John Harris succinctly sums up the fears that have plagued our lives in Britain (Britain is already sick of profound ill – what happens when zero growth bites?, June 12). But is it really true that one cannot tell optimistic stories about the future, as they claim?
I am sure that progressive people in England – those who vote Green Democrats, Labor or Liberals – can agree fairly easily on what needs to be done. green growth strategies to combat climate change; wealth taxes to stem rising inequalities; investments in public services; corporate governance reform to combat junk capitalism; and constitutional changes such as electoral reform and the transformation of the House of Lords to bring the country into the twenty-first century.
In France, the left has just managed to unite through its new alliance, the Nupes Ecological and Social Union, to form a united front against Emmanuel Macron in the general election. Is it really too much to hope that our center-left political parties won’t be able to do something similar? This will be the first step towards a new story about our future.

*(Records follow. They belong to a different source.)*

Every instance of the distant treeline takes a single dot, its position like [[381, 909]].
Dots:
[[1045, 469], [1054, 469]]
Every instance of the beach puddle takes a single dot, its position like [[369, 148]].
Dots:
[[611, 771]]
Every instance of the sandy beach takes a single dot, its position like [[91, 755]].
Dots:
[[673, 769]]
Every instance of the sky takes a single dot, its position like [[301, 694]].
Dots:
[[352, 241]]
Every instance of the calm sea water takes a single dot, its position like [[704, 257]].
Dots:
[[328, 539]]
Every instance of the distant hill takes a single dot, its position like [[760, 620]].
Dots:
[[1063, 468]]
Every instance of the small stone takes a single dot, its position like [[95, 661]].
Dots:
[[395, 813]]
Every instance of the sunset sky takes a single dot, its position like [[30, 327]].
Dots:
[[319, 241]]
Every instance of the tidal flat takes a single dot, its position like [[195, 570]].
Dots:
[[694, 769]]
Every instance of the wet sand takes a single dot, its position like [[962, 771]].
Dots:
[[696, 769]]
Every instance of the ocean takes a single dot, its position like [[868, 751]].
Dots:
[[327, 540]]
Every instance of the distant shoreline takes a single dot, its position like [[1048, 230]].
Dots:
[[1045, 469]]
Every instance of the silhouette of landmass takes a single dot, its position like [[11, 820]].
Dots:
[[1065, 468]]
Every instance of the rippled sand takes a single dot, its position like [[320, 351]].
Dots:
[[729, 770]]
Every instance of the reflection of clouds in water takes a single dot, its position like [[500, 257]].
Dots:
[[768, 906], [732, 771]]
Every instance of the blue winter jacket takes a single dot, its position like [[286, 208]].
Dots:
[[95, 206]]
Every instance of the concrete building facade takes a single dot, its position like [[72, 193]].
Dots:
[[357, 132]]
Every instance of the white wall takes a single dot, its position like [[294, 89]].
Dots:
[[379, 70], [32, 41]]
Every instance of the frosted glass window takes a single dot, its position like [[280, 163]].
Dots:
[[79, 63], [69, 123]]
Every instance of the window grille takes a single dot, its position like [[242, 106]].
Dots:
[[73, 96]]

What partisan politics lacks is a coherent, plausible, and reasonably optimistic story about the future, writes John Harris. genuinely? Well, maybe if “party politics” were to be limited to the Labor Party and the Conservatives. Millions of people are either out of work or in low-paying, often unproductive jobs while the essential work of greening the economy is undone and the money to be paid to do so goes to the directors and shareholders of fossil fuel companies, Amazon and Co. , goes to city banks to name a few.
The Green Party has repeatedly shown that such investments will not only improve the country, but also save money. But a strange paralysis afflicts gray politicians. It’s as if we’re in a wagon rushing down a cliff while everyone around the driver covers their eyes and refuses to turn the wheel.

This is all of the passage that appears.